According to her, “Some students in the school who came to condole with me said the boy who killed my son, identified as Sarki, an indigene of Kano State, is a wanted criminal. He got a scholarship to study in Sudan but he was never in school.”

On if she had any clue of him having problems, she said, “My son never told me that he was having problem with anyone, he was a very friendly and patient person, who loved being in the midst of people.

“Since I took my son to the airport in 2018 to board the flight to Sudan, I have not set my eyes on him except for the videos and WhatsApp calls we make; he convinced me to allow him to stay there for four years to ease the financial burden of spending money on tickets.

“He is the first person I speak with every day and the last before I sleep.

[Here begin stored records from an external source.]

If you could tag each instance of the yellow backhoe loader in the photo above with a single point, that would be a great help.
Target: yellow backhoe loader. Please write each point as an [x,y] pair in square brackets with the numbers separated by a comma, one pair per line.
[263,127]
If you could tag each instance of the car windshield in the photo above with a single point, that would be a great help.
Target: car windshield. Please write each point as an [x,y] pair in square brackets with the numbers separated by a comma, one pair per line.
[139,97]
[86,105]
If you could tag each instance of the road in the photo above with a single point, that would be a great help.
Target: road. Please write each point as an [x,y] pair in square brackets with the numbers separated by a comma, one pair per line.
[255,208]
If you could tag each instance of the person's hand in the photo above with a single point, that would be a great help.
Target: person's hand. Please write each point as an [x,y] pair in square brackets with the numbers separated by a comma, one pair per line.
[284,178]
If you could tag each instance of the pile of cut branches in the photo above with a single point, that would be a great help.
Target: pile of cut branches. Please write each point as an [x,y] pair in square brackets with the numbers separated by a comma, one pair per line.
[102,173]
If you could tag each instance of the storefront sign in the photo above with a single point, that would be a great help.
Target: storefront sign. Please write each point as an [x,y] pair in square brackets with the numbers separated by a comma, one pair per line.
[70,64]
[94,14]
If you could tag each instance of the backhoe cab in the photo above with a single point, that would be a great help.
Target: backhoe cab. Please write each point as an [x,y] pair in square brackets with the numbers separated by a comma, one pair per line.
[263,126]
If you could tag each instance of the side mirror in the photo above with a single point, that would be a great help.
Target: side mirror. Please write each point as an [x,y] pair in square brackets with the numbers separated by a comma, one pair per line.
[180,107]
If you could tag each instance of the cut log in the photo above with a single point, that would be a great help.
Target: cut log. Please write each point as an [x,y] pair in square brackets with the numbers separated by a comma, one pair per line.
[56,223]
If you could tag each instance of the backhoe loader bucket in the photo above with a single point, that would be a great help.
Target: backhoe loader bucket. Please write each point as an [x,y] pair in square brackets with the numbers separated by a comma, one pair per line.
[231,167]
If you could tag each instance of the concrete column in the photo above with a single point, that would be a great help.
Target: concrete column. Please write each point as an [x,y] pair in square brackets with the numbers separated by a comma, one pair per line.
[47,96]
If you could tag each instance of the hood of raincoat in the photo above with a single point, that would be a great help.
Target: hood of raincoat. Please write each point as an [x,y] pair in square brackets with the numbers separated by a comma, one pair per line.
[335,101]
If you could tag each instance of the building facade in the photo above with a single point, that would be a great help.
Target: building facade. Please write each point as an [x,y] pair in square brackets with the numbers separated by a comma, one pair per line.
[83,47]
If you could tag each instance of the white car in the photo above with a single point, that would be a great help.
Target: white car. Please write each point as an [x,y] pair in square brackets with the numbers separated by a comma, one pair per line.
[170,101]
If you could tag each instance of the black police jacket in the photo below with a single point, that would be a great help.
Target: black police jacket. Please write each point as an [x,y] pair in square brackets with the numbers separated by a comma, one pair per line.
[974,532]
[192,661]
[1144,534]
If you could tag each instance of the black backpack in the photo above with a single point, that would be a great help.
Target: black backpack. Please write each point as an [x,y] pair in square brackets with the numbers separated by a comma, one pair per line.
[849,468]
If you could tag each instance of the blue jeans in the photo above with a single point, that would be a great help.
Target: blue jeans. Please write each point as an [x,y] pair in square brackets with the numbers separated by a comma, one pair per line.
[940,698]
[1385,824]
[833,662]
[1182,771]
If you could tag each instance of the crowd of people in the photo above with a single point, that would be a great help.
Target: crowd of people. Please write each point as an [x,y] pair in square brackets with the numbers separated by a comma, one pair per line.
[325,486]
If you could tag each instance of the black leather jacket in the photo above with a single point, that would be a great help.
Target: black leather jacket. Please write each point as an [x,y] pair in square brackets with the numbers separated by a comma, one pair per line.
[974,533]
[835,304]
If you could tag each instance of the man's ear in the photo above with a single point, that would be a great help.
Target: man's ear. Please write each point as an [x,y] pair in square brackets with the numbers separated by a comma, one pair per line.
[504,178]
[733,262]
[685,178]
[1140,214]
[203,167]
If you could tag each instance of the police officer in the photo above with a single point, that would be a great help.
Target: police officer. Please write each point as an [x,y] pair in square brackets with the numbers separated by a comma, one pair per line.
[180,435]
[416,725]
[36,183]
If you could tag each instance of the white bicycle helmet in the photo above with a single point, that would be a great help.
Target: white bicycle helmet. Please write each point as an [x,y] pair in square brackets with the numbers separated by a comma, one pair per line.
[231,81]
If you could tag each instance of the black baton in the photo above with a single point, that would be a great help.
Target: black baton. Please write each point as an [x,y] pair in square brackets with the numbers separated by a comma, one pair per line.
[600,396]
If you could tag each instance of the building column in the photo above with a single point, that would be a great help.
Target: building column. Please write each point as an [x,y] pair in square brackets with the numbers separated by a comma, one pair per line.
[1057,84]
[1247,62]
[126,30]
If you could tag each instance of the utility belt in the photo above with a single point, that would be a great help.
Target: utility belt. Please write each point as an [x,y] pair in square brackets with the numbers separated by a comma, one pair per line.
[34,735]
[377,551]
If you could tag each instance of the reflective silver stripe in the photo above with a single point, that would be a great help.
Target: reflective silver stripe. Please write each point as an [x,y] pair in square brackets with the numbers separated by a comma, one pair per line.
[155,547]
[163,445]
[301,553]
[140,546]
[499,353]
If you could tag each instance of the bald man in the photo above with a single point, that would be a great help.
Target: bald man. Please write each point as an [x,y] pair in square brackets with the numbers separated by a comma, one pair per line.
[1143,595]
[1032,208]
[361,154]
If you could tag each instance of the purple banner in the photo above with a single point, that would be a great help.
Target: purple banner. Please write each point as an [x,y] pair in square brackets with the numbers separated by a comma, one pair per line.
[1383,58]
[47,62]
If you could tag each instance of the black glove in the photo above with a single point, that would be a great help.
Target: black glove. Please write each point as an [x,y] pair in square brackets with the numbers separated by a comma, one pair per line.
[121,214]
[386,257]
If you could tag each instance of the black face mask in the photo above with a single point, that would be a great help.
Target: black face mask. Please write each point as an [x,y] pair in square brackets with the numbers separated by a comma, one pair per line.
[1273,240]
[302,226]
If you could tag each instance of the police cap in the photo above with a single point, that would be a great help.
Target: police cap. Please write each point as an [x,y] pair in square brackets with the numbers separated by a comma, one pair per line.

He was studying accounting in the Canadian Sudanese Collage.”

She said she decided to send him to the school in Sudan so that he can finish his course on time, especially with the lingering strikes Nigerian universities are facing. “He promised to come back as a graduate in four years so that he can repay me for the sacrifices I made for him and his siblings.

“No matter what happens, my son cannot come back, I am thankful to Allah that he died as a Muslim, I have forgiven him and I am patiently waiting to meet him in that better place he told me,” she consoled herself.

She called the attention of the Nigerian government on the need to investigate the killing of her son or stop the movement of Nigerian children to school in Sudan so that another student does not face the same fate her son did, adding “Since my son died, the school has never called to condole with me and the killer of my son is still roaming streets freely.”